EL mal Francés
Si mañana nos descubrieran un cáncer de páncreas terminal y el médico nos propusiera, para combatirlo, que dejásemos el chocolate o los guisantes, pensaríamos que es un mentecato de tamaño cósmico. Algo parecido acaba de hacer el gerontófilo Macron, quien ante los graves desórdenes que han afligido Francia ha propuesto restringir el acceso de los jóvenes a los videojuegos y a las redes sociales. Pero Occidente ha escuchado tamaña mentecatez sin inmutarse; prueba inequívoca de que ya no tiene valor para enfrentarse a la cruda verdad.
Menos mentecatamente, pero con parecido desenfoque, han surgido como hongos los analistas y analistas que han tratado de encontrar causas materiales en estos disturbios, resumibles a la postre en la «inadaptación» de una juventud de ascendencia generalmente africana y religión mahometana que, cuando sus familias llevan varias generaciones viviendo en la antigua metrópoli, descubre que su vida carece de horizontes y pesa sobre ella el anatema del racismo. Se trata de una versión por completo traspillada; y si los propios vándalos la han asimilado es porque saben que el aspaviento del victimismo acogota a las sociedades enfermas.

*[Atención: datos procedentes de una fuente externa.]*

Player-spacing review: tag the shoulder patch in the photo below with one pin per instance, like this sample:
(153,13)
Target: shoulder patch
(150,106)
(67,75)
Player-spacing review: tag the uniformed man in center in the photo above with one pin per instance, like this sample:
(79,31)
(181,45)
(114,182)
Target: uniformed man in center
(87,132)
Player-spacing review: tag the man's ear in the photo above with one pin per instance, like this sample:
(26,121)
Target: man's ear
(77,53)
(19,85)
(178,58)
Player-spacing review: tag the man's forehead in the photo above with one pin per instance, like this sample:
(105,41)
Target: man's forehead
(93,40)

Estos grandes trastornos sociales tienen siempre razones de fondo espirituales. Francia, en su delirio racionalista, pensó que se podría refundar la comunidad política sobre el vacío religioso; o, más exactamente, sobre la creación de un sucedáneo religioso que instaurase el culto idolátrico a diversas abstracciones. Y, una vez asegurado el culto idolátrico a estas abstracciones, pensó que podría sustituirse el ethos religioso del pueblo por una 'tierra de nadie' donde cada uno se crease su propia moral, con tal de que no interfiriera con el culto idolátrico a la abstracción política vigente. Pero allá donde se instaura una 'tierra de nadie' moral terminan ocurriendo dos cosas: que las personas inclinadas a la inmoralidad pueden imponer más fácilmente las aberraciones más nefandas y nefarias; y que las personas morales desarrollan una aversión creciente contra la nación que los obliga a vivir en medio de la inmundicia. Así, paradójicamente, confluyen en el apetito de destrucción la avilantez de los inmorales que fomentan el caos, para poder entregarse a los satanes más bajos, y el disgusto de los morales, que llegan a aborrecer la pocilga en la que viven.

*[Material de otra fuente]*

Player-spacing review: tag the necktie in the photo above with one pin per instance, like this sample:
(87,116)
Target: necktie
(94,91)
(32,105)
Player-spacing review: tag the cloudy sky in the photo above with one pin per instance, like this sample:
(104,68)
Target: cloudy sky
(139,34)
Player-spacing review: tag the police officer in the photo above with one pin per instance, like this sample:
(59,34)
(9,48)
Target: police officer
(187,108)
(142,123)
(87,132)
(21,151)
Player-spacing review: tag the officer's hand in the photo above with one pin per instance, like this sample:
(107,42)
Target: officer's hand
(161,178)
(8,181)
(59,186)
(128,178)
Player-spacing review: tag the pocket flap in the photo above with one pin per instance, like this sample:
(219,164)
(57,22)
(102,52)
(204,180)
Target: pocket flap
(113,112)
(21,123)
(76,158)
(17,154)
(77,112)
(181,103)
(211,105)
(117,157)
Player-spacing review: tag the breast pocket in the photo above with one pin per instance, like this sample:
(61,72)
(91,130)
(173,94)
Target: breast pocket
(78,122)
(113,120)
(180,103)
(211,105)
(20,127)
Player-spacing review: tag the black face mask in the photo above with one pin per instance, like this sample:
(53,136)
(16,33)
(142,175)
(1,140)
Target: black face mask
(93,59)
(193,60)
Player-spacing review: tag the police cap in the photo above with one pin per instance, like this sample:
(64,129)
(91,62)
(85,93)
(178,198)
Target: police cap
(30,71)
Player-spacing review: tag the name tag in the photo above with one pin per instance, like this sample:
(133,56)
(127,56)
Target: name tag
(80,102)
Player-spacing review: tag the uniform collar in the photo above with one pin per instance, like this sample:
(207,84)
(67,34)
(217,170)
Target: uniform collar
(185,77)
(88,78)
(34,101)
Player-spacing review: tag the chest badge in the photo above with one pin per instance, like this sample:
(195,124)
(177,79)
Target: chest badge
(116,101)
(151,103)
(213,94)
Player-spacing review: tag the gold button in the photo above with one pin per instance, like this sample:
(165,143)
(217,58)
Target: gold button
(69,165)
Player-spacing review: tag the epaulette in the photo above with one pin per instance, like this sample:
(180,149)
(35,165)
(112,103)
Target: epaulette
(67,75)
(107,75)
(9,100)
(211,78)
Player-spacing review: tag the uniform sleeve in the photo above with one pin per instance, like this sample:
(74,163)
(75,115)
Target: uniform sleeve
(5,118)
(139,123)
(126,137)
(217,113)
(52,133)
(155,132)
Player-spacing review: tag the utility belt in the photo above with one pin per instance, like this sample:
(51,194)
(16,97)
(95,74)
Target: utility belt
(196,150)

No puede existir auténtica comunidad política sin un ethos religioso compartido; o sólo puede haberla cuando hay gobernantes que, velando por la coexistencia, se preocupan de custodiar un núcleo moral compartido. Pero, curiosamente, los países donde esta coexistencia ha sido posible, aunque precaria, han sido arrasados o son hostilizados por Occidente, donde se pretende fundar la convivencia sobre el culto idolátrico a abstracciones y sobre un vacío moral propicio a las aberraciones. El mal francés no hará sino extenderse por todo Occidente, cada vez más necesitado de un fuego purificador.